Nel 2019 viene convocato in Nazionale per la Mitropa Cup, che vincerà nel 2021. E, infine, il 7 dicembre scorso a Torino si laurea Campione d’Italia. Dentro tutto questo percorso sportivo, anche il diploma, col massimo dei voti, al liceo classico di Oristano: oggi è iscritto al corso di laurea in Informatica a Cagliari. Primo sardo nella storia, nell’agosto del 2021, a essere insignito del titolo di Gran Maestro, il più alto riconoscimento che possa essere attribuito a un giocatore di scacchi dalla Federazione Internazionale.
Il Presidente di Federscacchi Sardegna, Danilo Mallò, ha commentato così il successo di Francesco: Per la Sardegna l'incoronazione di Francesco a Campione d'Italia va molto oltre un naturale sentimento di orgoglio e arriva all'apice di un decennio in cui il movimento regionale è cresciuto sul piano agonistico, nei numeri e nella qualità. Da un punto di vista dell’immagine ci restituisce merito per quanto è stato fatto per far entrare gli scacchi nelle scuole, per il lavoro laboratoriale nelle carceri, per l'innalzamento della forza di gioco medio: la Sardegna, per tutti questi motivi è oggi culla di innumerevoli eventi scacchistici di caratura internazionale e mondiale. Francesco, che a nessuno deve nulla per il prestigioso risultato ottenuto, se non a sé stesso per la dedizione, lo studio e l'umiltà che lo contraddistinguono, è una perla che ben s’incastona in questa splendida Sardegna scacchistica.
Abbiamo rivolto al neo campione d’Italia alcune domande.
Francesco, cosa ti affascina di più degli scacchi?

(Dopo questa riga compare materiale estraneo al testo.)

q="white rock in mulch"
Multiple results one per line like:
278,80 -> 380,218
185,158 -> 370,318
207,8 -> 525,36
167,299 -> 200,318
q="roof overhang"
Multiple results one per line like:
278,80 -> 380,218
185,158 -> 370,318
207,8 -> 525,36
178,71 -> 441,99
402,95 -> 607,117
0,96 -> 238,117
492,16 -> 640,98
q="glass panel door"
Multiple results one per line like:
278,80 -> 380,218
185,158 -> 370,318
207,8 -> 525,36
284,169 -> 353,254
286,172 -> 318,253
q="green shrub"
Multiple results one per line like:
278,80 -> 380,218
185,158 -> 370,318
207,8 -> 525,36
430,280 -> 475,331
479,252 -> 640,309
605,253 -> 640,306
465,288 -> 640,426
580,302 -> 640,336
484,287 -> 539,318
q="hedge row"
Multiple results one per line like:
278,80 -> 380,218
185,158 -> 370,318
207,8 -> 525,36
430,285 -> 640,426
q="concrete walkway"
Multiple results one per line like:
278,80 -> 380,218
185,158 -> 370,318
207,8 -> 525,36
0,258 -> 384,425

Sicuramente la possibilità di entrare in competizione con altri giocatori provenienti da ogni parte del mondo, ma anche poter viaggiare e conoscere culture diverse dalla mia.
Qual è il pezzo degli scacchi che preferisci e perché?
Il pezzo che preferisco è il cavallo, perché è quello più imprevedibile. Oltretutto ci sono parecchie tattiche e strategie legate a questo pezzo.
A marzo avrai l’Europeo in Romania: come ti prepari per un torneo così importante?
Prima dei tornei mi limito a giocare online e a fare qualche esercizio di tattica. Durante il torneo guardo le partite dei miei avversari e cerco di trovare qualche posizione adatta a contrastare il loro stile.
Come gestisci la pressione durante una partita importante?
Cerco di concentrarmi sulla partita e di cercare le mosse migliori senza dare troppo peso alla forza del mio avversario: è molto importante mostrare sempre sicurezza alla scacchiera.
Cosa consiglieresti a chi vuole avvicinarsi al mondo degli scacchi?
Consiglierei di provarci, perché favorisce la concentrazione e la predisposizione al calcolo e alla resilienza. Gli consiglierei anche di non abbattersi mai dopo una sconfitta.
Mi permetto di farti una domanda un po’ più personale: hai mai sentito la carezza di Dio?
Ero ministrante fino all’età di 12 anni: sicuramente in passato ho sentito di più la presenza di Dio…
Quali sono i tuoi obiettivi nella vita e negli scacchi?
Voglio laurearmi in Informatica all’Università di Cagliari e magari fare la specialistica all’estero. Per quanto riguarda gli scacchi mi piacerebbe migliorare ancora di più.
Il mondo degli scacchi in Sardegna è in grande fermento. Tu come lo vedi?
Col Covid c’è stata una battuta d’arresto, ma nell’ultimo periodo c’è stata una ripresa e ora è addirittura in crescita: vengono organizzati tornei importanti.
In bocca al lupo per i prossimi Europei, Francesco! Aspettiamo il tuo ritorno da campione per una nuova intervista!